Page MenuHomePhabricator

Improve replication lag detection for multi-dc environment
Closed, ResolvedPublic

Description

During the last swtichover the kill/start of pt-heartbeat on the masters of the active datacenter was not that smooth.
In particular the start of pt-heartbeat from salt didn't actually worked as expected. It needs some investigation to understand if/how the way pt-heartbeat daemonize itself doesn't work well with the way salt execute commands on hosts and what are the possible solutions.

As a more general topic, we need to find a reliable way to have a lag detection mechanism that works well with our multi-dc, multi-shard environment, given that MW will probably start using it, see T111266.

One possible solution could be to run pt-heartbeat on both masters (eqiad and codfw) all the time.
With the limitation that pt-heartbeat is an external process and as such could die, be killed, etc.

Event Timeline

jcrespo claimed this task.
jcrespo moved this task from Backlog to Done on the DBA board.

On T133337 I have setup pt-heartbeat to run on each datacenter's masters, resolving the HA issue and simplifying a lot the master and datacenter failover process. if pt-heartbeat dies on a host, the pt-heartbeat beat from the remote datacenter will be used automatically.

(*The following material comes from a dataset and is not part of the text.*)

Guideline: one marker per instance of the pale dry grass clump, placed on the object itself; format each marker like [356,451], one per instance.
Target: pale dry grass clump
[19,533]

However, this change has some consequences about the measurement- it no longer reflects the lag between the master and its slaves, it reflects the lag between the local datacenter master and its slaves. Both measurement are the "same" (of course, with an error margin) until lag starts to appear between datacenters, or connection between them fails. In that case, a remote datacenter will not longer be set in "read only mode" and will think it is up to date.